Among concrete cases, there is the private writeObject(ObjectOutputStream) method from Vector class, synchronized on the instance. A DeadLock could occur while serializing 2 vectors containing a reference to the other.
For the unit test side, how to check a DeadLock is fixed ? How many time should the test be played to prove the fix is working ? Indeed, a DeadLock can happen from time to time and not always systematically. A good test must pass or not, independantly from external conditions (load of processor …). Heinz and Olivier propose to add an empty method named sleep into the production code and call it between 2 attempts to lock 2 different resources.
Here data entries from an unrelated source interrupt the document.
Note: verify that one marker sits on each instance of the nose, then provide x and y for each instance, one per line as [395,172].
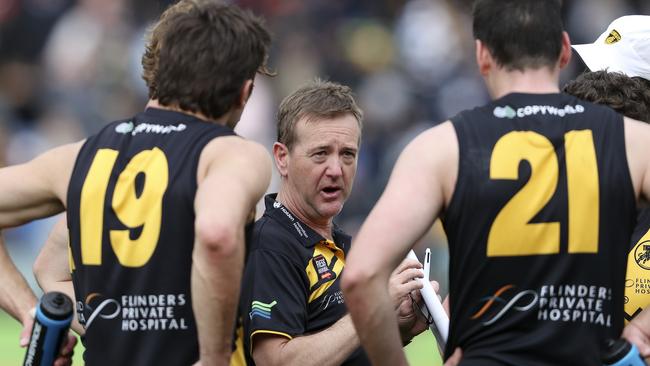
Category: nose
[334,167]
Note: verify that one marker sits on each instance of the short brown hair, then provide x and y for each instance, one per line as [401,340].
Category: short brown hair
[520,34]
[628,96]
[315,101]
[199,54]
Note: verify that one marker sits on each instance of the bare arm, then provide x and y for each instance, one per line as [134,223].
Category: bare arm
[233,175]
[333,345]
[327,347]
[38,188]
[637,135]
[637,332]
[30,191]
[421,183]
[52,266]
[16,297]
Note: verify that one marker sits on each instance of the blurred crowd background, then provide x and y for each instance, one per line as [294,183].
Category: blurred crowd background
[68,67]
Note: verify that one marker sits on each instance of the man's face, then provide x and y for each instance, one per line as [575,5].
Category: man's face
[321,165]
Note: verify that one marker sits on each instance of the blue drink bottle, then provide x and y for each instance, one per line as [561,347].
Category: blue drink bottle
[621,353]
[51,324]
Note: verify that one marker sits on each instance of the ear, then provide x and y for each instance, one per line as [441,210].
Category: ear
[565,53]
[484,59]
[281,157]
[245,92]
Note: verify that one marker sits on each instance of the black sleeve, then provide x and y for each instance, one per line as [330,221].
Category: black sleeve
[274,295]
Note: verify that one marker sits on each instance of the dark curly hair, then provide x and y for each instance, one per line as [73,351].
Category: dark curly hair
[520,34]
[629,96]
[200,53]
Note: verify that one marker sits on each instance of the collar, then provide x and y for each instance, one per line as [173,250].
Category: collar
[301,231]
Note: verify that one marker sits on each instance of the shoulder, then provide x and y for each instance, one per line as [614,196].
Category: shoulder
[237,156]
[269,234]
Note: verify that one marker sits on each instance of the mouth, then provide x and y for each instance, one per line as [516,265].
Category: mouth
[331,192]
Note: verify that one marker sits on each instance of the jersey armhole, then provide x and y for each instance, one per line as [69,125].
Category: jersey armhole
[266,331]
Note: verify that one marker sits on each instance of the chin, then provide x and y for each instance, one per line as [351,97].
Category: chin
[330,209]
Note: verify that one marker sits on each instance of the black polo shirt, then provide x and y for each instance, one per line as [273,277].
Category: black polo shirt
[291,283]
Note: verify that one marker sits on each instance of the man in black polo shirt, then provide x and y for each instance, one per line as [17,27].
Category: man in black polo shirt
[291,304]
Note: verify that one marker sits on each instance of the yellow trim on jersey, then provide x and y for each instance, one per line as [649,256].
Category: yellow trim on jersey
[238,358]
[70,260]
[328,250]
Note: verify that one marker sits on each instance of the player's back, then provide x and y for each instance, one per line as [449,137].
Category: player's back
[131,220]
[538,227]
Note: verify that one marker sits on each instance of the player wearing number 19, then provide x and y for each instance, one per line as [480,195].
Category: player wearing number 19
[157,204]
[537,192]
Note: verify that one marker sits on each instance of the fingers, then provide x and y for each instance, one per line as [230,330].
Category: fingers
[445,305]
[406,264]
[26,332]
[435,285]
[455,358]
[69,345]
[408,275]
[67,351]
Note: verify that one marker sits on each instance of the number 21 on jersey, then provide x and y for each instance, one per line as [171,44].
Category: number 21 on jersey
[512,233]
[134,208]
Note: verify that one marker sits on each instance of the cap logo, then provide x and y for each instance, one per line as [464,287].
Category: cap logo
[613,37]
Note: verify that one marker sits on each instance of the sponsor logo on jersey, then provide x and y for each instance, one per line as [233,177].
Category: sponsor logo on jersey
[556,303]
[153,312]
[531,110]
[323,271]
[613,37]
[332,299]
[129,128]
[642,254]
[521,301]
[261,309]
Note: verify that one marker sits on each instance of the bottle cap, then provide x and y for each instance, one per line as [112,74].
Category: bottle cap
[615,350]
[56,305]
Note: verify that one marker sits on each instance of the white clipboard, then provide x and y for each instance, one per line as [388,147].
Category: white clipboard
[440,325]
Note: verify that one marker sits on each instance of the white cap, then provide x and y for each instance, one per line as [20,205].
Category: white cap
[623,47]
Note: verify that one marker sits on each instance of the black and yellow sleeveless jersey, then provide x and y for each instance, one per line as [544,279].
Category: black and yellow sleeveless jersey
[131,220]
[538,229]
[637,280]
[291,283]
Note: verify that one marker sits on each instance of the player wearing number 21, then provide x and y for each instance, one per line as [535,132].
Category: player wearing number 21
[537,193]
[157,204]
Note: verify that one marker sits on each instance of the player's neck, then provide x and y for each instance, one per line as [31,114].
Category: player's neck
[153,103]
[538,81]
[322,226]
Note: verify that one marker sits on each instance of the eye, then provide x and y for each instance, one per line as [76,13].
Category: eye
[349,154]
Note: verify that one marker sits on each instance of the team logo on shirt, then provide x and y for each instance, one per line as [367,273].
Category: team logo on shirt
[567,303]
[261,309]
[323,271]
[642,254]
[613,37]
[504,112]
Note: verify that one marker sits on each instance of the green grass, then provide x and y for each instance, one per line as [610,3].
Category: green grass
[422,351]
[10,351]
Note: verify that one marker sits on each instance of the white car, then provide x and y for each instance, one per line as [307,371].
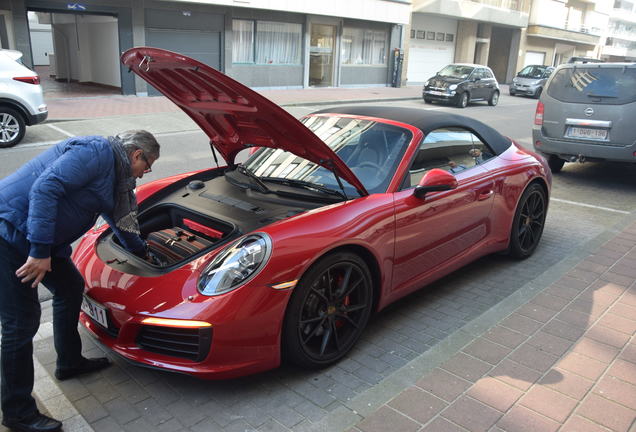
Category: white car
[21,100]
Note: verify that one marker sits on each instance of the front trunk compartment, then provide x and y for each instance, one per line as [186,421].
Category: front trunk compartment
[193,217]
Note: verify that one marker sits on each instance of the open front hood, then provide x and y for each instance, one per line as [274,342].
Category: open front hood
[232,115]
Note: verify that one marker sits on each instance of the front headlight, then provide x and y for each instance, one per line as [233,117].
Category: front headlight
[236,264]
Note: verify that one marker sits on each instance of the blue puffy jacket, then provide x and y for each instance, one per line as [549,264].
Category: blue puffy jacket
[52,200]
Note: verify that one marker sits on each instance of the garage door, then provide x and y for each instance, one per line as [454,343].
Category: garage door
[534,57]
[425,62]
[202,46]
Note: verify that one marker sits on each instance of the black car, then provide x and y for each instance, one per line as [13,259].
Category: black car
[460,84]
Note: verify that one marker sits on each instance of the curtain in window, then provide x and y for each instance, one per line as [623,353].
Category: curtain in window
[278,43]
[242,41]
[360,46]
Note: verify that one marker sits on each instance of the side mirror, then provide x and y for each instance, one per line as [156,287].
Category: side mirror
[433,181]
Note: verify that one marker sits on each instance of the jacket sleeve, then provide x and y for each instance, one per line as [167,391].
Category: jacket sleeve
[132,242]
[75,168]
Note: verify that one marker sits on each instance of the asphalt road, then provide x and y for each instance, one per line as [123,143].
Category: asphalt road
[587,200]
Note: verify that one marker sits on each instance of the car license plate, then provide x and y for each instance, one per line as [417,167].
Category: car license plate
[95,311]
[587,133]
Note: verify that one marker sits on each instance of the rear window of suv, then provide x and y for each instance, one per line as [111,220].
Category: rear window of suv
[597,85]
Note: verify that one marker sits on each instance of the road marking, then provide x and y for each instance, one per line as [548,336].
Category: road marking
[590,206]
[62,131]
By overloading the sleep method into the test code to call Thread.sleep(long), it becomes possible to reveal the presence or the absence of a DeadLock in a determinist way.
Since Java 6, there is new features allowing to make it easier to detect and fix a DeadLock :
- Visualize threads state of a running JVM :
- Under Windows : The JVM must have been launched in a console and type Ctrl-Break
- Under Linux : If the JVM has been launched in a console, type Ctrl-\. Else, send the QUIT signal to the process with the command kill -QUIT process_id, where process_id is the process identifier (you can find it with the command ps axf | grep java)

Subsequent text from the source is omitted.